A previous study 18 achieved a maximum accuracy of 93% on the monkeypox (MLSD) augmented dataset without any preprocessing. Other models showed slightly lower accuracy in this study. Another study 19 distinguished Mpox from chickenpox, measles, and healthy patients using SqueezeNet, residual networks, and transfer learning. The Mpox class achieved an F1-score of 92.55%. Researchers 21 has also used several benchmarks VGG16, ResNet50, DenseNet121, MobileNetV2, EfficientNetB3, InceptionV3, and Xception models to achieve 83.5% overall accuracy. Additionally, a previous study 22 uses the vision transformer technique, along with several distinguished DL-based CNNs trained via transfer learning, and presents a comparative analysis of the results. The study achieved 78.16% F1 score, 81.91% accuracy, 74.12% recall, and 87.16% precision.
Researchers 23 also used 13 distinct pretrained DL models to identify monkeypox virus. For all of them, fine-tuning is first performed using universal custom layers, and the results are analyzed in terms of accuracy, precision, recall, and F1-score. The metrics are precision 85.44%, recall 85.47%, accuracy 87.13%, and F1-score 85.40%. The study, as proposed inAlharbi et al., 24 aims to identify skin lesions as signs of monkeypox during a pandemic by leveraging meta-heuristic optimization to enhance the effectiveness of feature selection and classification. The required features are extracted using DL and transfer learning techniques. The DL framework for feature extraction is GoogLeNet. Additionally, feature selection is performed using a binary implementation of the dipper-throated optimization algorithm, achieving 87% accuracy after implementing the proposed feature extraction method. The MLSD 23 was used as the dataset, in both its raw and augmented forms. The results are not mentioned clearly.
A previous study 25 introduced an ensemble DL framework for automated detection of monkeypox skin lesions using an amalgamation of CNN models, InceptionV3, Xception, and DenseNet169, enhanced through a beta function-based normalization scheme. The approach aggregates probabilistic outputs from multiple fine-tuned CNNs to improve classification accuracy and robustness. Evaluated on a publicly available monkeypox dataset with five-fold cross-validation, the model achieved strong results: 93.39% accuracy, 88.91% precision, 96.78% recall, and 92.35% F1-score, demonstrating the potential of ensemble-based architectures for reliable monkeypox diagnosis.
Research gap
Based on the thorough literature review mentioned above, we have determined the following research gaps:
Previously, classical ML and DL methods were used for monkeypox detection. There is a data gap, including a lack of diversity in the current data on the relevant issue, which needs to be addressed. To overcome this, the data is augmented, which makes it less reliable and more prone to overfitting for models. To make the data more reliable, several researchers may need to fine-tune and preprocess it to build a robust, high-performing detection system on which people and the field of medicine can rely. Single models have proven effective in predictive analytics, but the integration of multiple models into a hybrid framework offers enhanced performance. Recent research indicates a shift toward hybrid models, achieving accuracy rates close to 99%. This compelling evidence supports our decision to pursue a hybrid approach in our study to attain superior predictive outcomes.
Proposed methodology
This section focuses on our proposed approach, illustrated in Figure 1. To carry out this research study, we propose using a benchmark dataset. Preprocessing is applied to the original dataset to eliminate noise and encode the data. The technique applied is edge enhancement on augmented data. This innovative edge enhancement preprocessing approach has not yet been applied to obtain and verify improved results for enhancing the performance of monkeypox detection models. The transformed dataset is then split into two portions for training (70%) and validation (30%), with 15% for validation and 15% for testing. We used unseen data to compare the performance of our polished ML techniques. Furthermore, each method’s efficacy with hyper-parameterization is validated by the optimizer’s performance metric table. The outperformed hybrid ML model is then utilized for monkeypox detection.

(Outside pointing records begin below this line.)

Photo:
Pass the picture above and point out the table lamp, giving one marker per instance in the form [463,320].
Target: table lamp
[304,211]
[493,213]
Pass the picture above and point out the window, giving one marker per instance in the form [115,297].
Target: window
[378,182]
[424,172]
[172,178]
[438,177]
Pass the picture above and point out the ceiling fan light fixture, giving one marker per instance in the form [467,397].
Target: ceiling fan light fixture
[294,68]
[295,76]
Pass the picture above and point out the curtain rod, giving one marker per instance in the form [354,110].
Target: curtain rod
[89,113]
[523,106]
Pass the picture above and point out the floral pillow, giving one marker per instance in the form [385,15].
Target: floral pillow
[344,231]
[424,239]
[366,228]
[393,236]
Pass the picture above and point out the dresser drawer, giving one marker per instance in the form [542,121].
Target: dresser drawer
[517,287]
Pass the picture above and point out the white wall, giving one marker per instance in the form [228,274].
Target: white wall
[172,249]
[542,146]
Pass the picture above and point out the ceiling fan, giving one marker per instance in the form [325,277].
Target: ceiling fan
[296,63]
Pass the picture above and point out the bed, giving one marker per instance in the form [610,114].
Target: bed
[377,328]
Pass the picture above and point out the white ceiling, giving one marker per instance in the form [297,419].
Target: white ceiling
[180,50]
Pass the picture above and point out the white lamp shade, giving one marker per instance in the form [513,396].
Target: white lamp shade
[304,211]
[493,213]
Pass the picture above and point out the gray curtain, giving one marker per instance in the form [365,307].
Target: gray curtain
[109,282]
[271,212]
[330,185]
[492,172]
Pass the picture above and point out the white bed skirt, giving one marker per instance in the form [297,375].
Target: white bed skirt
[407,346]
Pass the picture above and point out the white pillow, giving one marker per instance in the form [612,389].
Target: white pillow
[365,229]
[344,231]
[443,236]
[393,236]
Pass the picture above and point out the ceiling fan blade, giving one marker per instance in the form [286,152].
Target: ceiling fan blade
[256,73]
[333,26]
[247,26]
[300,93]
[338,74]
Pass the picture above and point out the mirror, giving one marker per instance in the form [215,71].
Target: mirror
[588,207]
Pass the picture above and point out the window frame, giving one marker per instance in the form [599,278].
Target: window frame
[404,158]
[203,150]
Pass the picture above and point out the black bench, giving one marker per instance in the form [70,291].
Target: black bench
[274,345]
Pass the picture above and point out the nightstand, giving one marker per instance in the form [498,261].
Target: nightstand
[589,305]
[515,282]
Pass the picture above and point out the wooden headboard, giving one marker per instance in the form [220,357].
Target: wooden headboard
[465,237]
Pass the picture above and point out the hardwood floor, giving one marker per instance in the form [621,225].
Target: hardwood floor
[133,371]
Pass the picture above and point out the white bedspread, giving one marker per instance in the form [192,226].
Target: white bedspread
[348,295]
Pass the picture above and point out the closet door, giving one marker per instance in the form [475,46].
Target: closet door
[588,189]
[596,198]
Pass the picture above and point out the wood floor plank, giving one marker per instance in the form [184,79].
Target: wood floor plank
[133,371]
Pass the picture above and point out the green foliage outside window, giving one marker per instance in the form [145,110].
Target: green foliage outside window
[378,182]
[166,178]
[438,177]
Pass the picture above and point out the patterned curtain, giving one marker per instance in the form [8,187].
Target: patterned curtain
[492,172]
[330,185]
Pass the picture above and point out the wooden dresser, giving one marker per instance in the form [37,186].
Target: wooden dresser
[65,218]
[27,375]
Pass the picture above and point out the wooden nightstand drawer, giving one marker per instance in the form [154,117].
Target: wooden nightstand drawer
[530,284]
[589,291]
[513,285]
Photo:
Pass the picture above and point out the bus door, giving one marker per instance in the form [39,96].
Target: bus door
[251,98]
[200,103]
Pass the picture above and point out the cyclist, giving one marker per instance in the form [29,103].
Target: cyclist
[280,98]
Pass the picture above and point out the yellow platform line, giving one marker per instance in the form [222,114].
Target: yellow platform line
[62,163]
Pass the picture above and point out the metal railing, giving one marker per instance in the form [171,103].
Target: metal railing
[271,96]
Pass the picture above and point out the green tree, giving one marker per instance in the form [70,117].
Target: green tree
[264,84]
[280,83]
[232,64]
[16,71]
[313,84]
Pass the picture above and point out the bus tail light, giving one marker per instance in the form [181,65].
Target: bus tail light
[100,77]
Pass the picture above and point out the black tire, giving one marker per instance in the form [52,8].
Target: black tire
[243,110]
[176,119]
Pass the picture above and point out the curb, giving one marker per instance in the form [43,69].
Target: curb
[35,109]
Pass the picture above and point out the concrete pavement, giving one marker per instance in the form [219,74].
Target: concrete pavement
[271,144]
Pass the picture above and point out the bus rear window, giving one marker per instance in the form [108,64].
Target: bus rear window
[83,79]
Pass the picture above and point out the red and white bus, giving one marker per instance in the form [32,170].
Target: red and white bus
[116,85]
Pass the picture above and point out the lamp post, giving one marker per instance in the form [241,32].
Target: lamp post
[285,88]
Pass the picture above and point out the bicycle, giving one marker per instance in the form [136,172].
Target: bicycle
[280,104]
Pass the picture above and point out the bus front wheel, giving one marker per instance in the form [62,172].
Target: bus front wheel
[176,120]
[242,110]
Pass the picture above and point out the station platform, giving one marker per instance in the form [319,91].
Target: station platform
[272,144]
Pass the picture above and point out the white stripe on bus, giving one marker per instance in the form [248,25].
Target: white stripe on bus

The architecture of our research methodology.
Monkeypox lesion data collection
In this research, we have used a popular dataset, the MLSD, 26 to conduct the research. The MLSD provides comprehensive, up-to-date data for both monkeypox and non-monkeypox classes. The dataset contains 1,428 monkeypox skin images and 1,764 other skin images. Figure 2 contains the sample images.

The monkeypox lesion and other skin image analysis.
Image preprocessing and enhancement
To remove noise, preprocessing is applied to the dataset. The edge enhancement process is done in two parts:
This sequential approach ensures that the dataset benefits from improved contrast and clarity through CLAHE, while the bilateral filter further refines the image by suppressing unwanted noise and artifacts. Together, these steps prepare the data with enhanced edges and cleaner features, making it more suitable for reliable model evaluation and feature extraction. Figures 3 and 4 show the clarity of the application’s edge enhancement and the enhanced image.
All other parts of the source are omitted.